Les parties ayant été mises en mesure de présenter leurs observations, il y a lieu, dans les circonstances de l’espèce, de surseoir à statuer et d’impartir respectivement à M. E… et à la commune de Luemschwiller, un délai maximal de trois mois à compter de la notification du présent jugement, afin de solliciter et de délivrer une mesure de régularisation pouvant prendre la forme d’un permis modificatif et d’en informer le tribunal.
D E C I D E :
Article 1er :
Il est donné acte du désistement de la requête de Mme K… M….
Article 2 :
Il est sursis à statuer sur la légalité de l’arrêté du 13 novembre 2023 au plus tard jusqu’à l’expiration du délai fixé à l’article 3.
Article 3 :
Le délai dans lequel la mesure de régularisation du permis de construire doit être notifiée au tribunal est fixé à trois mois maximum à compter de la notification du présent jugement.
Article 4 :
Tous droits et moyens des parties sur lesquels il n’est pas expressément statué par le présent jugement sont réservés jusqu’en fin d’instance.
Article 5 :
Le présent jugement sera notifié à Mme K… M…, M. B… T… et Mme O… Z…, M. et Mme I… et AB… R…, M. et Mme C… et AI… D…, Mme AF… X…, M. et Mme A… et S… AG…, M.et Mme P… AA… et AB… Proyart, M. et Mme N… et AH… AK…, M. et Mme W… et AC… Y…, M. et Mme A… et AL… G…, M. et Mme J… et AE… F…, M. et Mme L… et K… U…, M. Q… AJ… et Mme H… AD…, M. V… E… et à la commune de Luemschwiller.

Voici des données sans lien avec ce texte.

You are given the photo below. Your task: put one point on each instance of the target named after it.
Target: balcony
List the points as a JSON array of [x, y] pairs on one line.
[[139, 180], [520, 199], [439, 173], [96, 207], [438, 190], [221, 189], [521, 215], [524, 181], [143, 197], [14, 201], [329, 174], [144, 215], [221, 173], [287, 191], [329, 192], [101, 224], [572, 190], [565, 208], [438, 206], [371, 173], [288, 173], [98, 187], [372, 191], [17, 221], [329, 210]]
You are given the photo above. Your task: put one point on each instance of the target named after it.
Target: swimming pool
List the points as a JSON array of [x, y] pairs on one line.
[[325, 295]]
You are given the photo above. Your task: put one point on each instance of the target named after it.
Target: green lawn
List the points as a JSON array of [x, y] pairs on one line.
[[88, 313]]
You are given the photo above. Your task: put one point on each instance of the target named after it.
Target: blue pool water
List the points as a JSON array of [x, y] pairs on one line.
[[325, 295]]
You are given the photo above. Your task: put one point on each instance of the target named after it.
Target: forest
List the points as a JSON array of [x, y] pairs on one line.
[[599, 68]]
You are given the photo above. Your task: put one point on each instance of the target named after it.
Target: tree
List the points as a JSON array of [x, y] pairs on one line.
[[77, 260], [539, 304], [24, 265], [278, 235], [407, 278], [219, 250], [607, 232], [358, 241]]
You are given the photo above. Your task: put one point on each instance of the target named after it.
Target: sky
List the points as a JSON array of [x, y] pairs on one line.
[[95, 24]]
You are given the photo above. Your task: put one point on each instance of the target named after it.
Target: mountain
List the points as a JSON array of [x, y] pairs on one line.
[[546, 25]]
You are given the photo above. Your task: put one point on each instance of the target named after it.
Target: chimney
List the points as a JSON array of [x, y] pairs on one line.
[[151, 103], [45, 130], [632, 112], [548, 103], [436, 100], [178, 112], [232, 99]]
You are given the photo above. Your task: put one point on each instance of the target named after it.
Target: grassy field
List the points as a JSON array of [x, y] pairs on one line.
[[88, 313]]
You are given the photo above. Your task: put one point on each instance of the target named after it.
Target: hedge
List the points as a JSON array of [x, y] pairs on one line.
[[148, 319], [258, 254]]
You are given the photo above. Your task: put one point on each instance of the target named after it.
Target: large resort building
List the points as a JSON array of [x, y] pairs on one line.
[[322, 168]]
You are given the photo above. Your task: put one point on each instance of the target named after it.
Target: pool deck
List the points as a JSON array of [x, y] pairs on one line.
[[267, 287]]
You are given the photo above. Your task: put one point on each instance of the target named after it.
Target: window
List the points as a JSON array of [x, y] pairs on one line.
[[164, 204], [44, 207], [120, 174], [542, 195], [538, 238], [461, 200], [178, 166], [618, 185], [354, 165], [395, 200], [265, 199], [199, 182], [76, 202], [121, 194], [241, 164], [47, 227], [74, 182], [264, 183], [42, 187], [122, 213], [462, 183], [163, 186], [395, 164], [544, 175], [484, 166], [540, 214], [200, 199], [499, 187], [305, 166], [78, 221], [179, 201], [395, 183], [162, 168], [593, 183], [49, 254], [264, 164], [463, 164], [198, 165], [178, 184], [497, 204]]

Délibéré après l’audience du 26 juin 2025, à laquelle siégeaient :
Mme Dulmet, présidente,
Mme Eymaron, première conseillère,
M. Latieule, conseiller.
Rendu public par mise à disposition au greffe le 24 juillet 2025.
Le rapporteur,
M. LATIEULE
La présidente,
A. DULMET
La greffière,
J. BROSÉ
La République mande et ordonne au préfet du Haut-Rhin, en ce qui le concerne ou à tous commissaires de justice à ce requis en ce qui concerne les voies de droit commun contre les parties privées, de pourvoir à l’exécution de la présente décision.